Apologies if I'm making an extremely trivial mistake! Essentially, I have a tokenized, downloaded document (which I tokenized the normal way using NLTK, i.e. tokens = word_tokenize(f.read())
, meaning tokens
is a list). I want to add start and end tokens to the start and end of each line. I also have a dictionary vocab
which does what it sounds like (stores each word in the document).
The two things I have tried are:
for line in tokens:
line.insert(0,'<start>')
line.insert(len(line)-1,'<end>')
vocab['<start>']+=1
vocab['<end>']+=1
and:
for line in tokens:
line=['<start>']+line+['<end>']
vocab['<start>']+=1
vocab['<end>']+=1
If I use the .insert() method, I get AttributeError: 'str' object has no attribute 'insert'
. If I try to concatenate the start/end tokens to every line in the tokens list, I get TypeError: can only concatenate list (not "str") to list.

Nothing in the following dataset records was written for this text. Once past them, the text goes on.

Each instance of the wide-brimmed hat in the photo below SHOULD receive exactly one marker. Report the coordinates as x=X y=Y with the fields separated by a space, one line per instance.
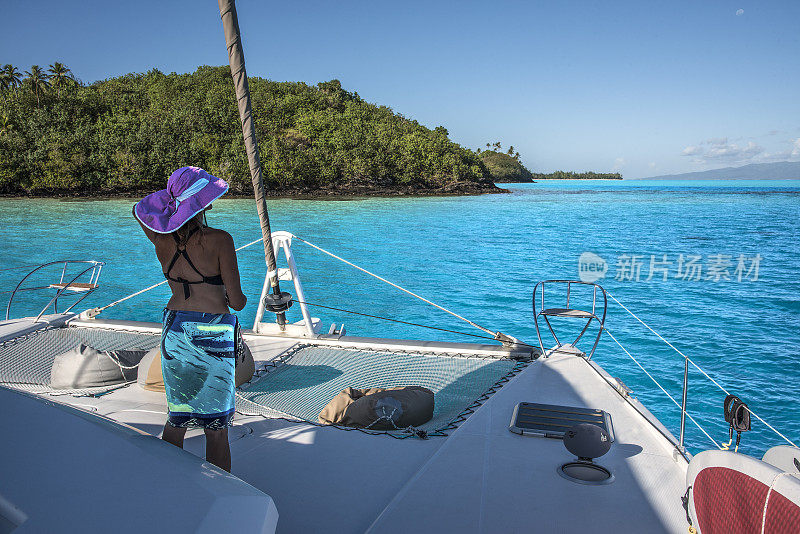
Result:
x=189 y=191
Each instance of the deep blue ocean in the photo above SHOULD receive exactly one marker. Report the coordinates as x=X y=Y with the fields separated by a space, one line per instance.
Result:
x=729 y=252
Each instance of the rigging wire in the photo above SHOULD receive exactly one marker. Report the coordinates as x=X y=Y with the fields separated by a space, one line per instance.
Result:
x=698 y=368
x=662 y=388
x=123 y=299
x=405 y=322
x=494 y=334
x=331 y=254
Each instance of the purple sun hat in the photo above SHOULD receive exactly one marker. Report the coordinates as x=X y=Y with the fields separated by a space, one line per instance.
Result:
x=189 y=191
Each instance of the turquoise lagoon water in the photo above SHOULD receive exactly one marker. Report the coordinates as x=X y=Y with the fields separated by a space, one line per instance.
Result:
x=482 y=255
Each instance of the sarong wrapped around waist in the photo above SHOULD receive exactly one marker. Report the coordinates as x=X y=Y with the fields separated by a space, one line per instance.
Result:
x=198 y=357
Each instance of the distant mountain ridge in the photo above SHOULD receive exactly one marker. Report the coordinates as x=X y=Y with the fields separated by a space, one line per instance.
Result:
x=781 y=170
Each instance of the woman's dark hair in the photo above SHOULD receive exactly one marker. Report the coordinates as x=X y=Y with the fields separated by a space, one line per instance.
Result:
x=183 y=232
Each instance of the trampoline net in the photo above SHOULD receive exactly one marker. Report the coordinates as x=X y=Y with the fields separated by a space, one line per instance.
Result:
x=26 y=362
x=304 y=380
x=296 y=385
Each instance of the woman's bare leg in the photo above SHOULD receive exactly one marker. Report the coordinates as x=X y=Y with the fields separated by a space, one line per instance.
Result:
x=173 y=435
x=218 y=450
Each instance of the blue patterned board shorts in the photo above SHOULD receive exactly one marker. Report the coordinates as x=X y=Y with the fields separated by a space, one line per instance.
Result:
x=199 y=354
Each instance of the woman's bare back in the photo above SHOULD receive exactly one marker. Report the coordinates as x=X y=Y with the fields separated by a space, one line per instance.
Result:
x=213 y=254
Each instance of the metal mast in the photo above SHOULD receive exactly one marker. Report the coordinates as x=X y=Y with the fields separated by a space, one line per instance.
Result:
x=277 y=302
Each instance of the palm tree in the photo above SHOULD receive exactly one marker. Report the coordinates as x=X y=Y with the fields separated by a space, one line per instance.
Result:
x=59 y=75
x=10 y=77
x=5 y=125
x=38 y=81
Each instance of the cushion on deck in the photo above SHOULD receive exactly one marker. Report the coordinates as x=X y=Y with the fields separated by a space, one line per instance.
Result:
x=85 y=367
x=380 y=408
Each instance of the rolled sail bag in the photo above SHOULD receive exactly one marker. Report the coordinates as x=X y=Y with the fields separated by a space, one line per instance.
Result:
x=380 y=408
x=86 y=367
x=151 y=379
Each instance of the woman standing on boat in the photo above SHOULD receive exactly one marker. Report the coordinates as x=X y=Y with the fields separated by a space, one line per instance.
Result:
x=200 y=340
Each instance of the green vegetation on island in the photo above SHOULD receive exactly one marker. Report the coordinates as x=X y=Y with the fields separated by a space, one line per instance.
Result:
x=568 y=175
x=504 y=167
x=125 y=135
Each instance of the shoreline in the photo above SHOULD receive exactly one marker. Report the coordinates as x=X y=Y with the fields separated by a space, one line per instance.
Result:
x=280 y=195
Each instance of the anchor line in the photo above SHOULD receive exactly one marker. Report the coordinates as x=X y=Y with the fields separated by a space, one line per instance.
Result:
x=661 y=387
x=699 y=368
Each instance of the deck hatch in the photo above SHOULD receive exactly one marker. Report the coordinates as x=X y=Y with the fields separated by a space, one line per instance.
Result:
x=551 y=421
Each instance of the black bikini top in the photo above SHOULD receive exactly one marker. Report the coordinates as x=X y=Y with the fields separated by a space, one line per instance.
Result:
x=215 y=280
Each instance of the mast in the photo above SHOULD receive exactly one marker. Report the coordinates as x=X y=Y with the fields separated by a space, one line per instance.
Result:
x=277 y=302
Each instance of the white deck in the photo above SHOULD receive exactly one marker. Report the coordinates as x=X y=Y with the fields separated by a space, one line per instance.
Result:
x=482 y=478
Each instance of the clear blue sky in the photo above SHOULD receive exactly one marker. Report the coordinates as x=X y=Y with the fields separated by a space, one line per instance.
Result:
x=645 y=88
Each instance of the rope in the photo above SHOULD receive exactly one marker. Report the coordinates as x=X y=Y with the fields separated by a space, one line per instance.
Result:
x=699 y=369
x=404 y=322
x=662 y=389
x=398 y=287
x=19 y=267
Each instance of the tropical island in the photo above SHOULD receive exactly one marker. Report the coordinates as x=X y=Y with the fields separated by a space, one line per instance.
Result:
x=569 y=175
x=125 y=135
x=506 y=167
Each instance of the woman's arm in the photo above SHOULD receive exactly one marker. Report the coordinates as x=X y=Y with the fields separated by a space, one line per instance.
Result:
x=229 y=269
x=151 y=235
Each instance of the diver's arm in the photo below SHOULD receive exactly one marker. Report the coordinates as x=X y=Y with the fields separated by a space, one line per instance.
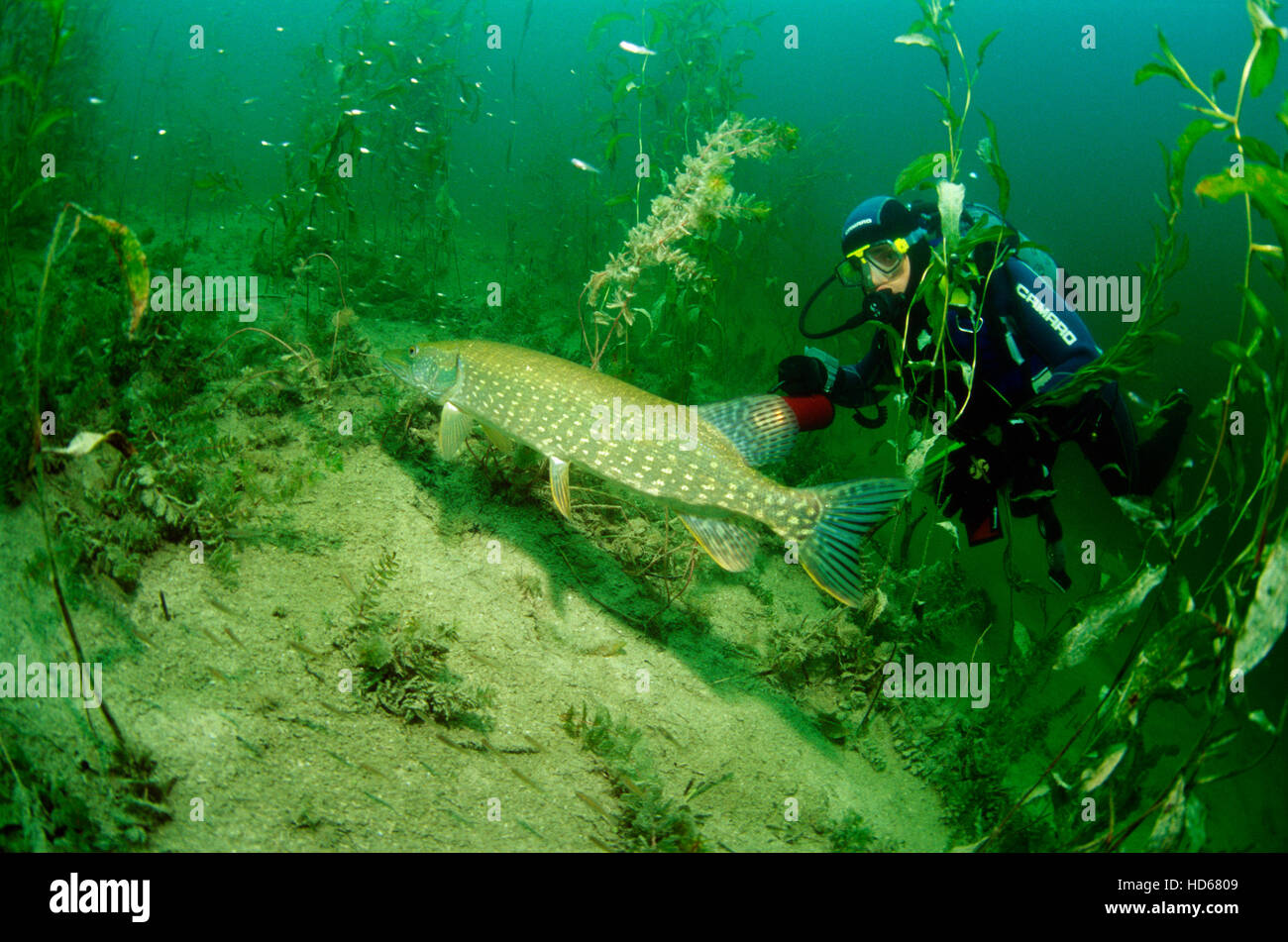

Not really sure how to fix this so I'd appreciate any help :)
Try this.
for i in range(len(tokens)):
tokens[i] = '<start>' + tokens[i] + '<end>'
vocab['<start>']+=1
vocab['<end>']+=1
basically what this does is to loop through each line and add start and end token to each line. Using range(len(tokens)), you can directly change element's value in tokens.